Estábamos sentados en la cocina. Acabábamos de comernos una inmensa bandeja llena de pasta italiana con salsa de gor-gonzola y no quedaba ni una migaja. Era de noche. Teníamos todas las luces encendidas. Ella me explicaba cosas, tonterías, con los codos apoyados en la mesa y la barbilla en las manos. Yo tenía un público fabuloso y una chica espléndida en primer plano. Las cosas iban bien. No hacía nada. Mi libro había tenido algunas críticas buenas, otras se habían cagado en él y ya hacía tiempo de todo aquello. Había nevado desde entonces.

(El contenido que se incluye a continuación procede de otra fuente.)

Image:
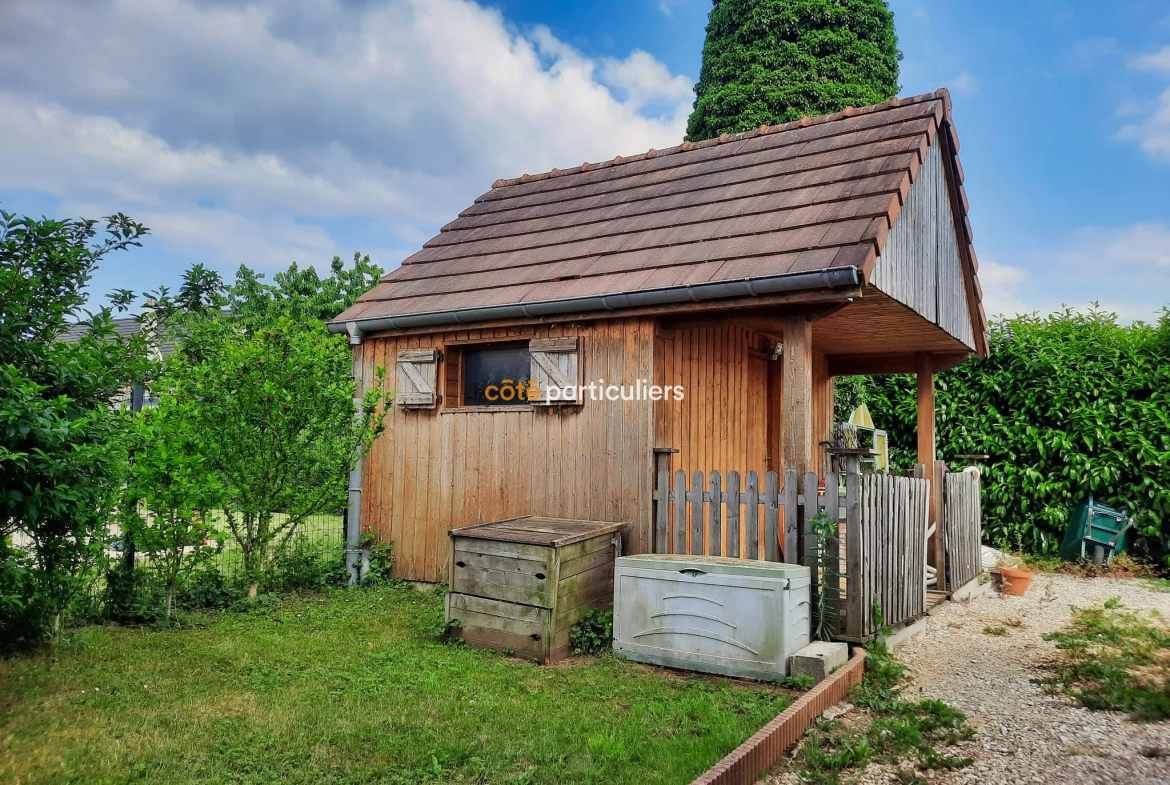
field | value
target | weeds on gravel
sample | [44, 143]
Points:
[1114, 659]
[1122, 566]
[900, 729]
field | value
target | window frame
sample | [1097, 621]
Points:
[454, 369]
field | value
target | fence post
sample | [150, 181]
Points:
[662, 497]
[791, 518]
[938, 516]
[854, 582]
[357, 560]
[695, 496]
[680, 511]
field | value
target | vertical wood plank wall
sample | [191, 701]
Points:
[722, 422]
[920, 264]
[436, 469]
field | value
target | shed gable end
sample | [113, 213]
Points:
[920, 264]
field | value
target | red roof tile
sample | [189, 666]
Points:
[811, 194]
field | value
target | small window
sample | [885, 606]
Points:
[496, 377]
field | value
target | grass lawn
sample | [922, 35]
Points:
[350, 687]
[1114, 659]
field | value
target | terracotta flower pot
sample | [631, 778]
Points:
[1016, 582]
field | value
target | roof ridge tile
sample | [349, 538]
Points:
[724, 138]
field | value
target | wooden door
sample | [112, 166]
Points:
[759, 394]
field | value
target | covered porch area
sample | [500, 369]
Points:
[747, 475]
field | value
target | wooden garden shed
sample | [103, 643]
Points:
[745, 270]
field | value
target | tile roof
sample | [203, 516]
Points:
[811, 194]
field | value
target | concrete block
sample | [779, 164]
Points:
[819, 659]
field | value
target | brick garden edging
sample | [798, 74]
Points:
[744, 764]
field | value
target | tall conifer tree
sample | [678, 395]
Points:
[773, 61]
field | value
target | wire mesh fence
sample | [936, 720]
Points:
[323, 532]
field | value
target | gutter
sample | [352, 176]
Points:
[827, 279]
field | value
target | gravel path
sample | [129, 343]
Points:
[1025, 736]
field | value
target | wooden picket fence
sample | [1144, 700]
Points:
[882, 524]
[963, 516]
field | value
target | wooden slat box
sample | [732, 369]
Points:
[522, 584]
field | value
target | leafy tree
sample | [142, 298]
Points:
[167, 497]
[270, 407]
[300, 294]
[773, 61]
[61, 447]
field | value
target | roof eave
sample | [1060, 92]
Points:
[833, 277]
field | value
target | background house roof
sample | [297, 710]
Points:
[124, 326]
[814, 194]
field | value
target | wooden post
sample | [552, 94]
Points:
[796, 415]
[662, 498]
[796, 397]
[927, 450]
[938, 543]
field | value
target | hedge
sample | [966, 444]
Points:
[1065, 405]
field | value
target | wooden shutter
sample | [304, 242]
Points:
[555, 364]
[418, 374]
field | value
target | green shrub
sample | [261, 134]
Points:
[207, 589]
[303, 565]
[1066, 405]
[593, 634]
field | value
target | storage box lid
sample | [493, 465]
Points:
[714, 565]
[534, 530]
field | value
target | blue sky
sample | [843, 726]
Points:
[257, 132]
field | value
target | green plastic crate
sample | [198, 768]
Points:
[1096, 532]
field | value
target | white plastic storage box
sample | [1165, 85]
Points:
[733, 617]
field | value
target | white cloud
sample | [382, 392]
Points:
[1003, 290]
[1123, 268]
[272, 123]
[1153, 132]
[964, 83]
[1157, 61]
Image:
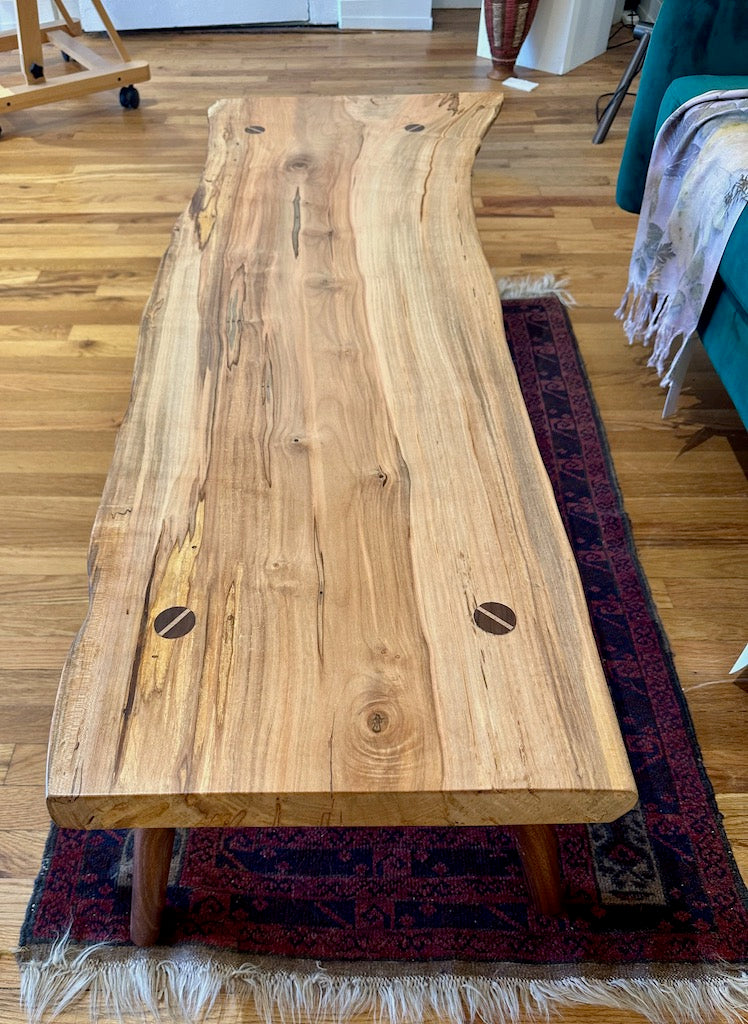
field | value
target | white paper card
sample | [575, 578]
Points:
[520, 83]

La miré durante un buen rato, de verdad que era la chica más guapa de las que había tenido. De todas maneras le anuncié la noticia:
– ¿Sabes?, siento que me está viniendo. Creo que pronto voy a ponerme a escribir.
Ella tenía una belleza serena. No apartó la mirada de mí y sonreía como un ángel. Dejó la barbilla apoyada en una mano y con la otra cogió la bandeja.
La sostuvo dos o tres segundos en el vacío. Luego la soltó y el cacharro explotó sobre las baldosas con un ruido infernal.
– Claro -dijo ella-. ¿Cuándo empiezas?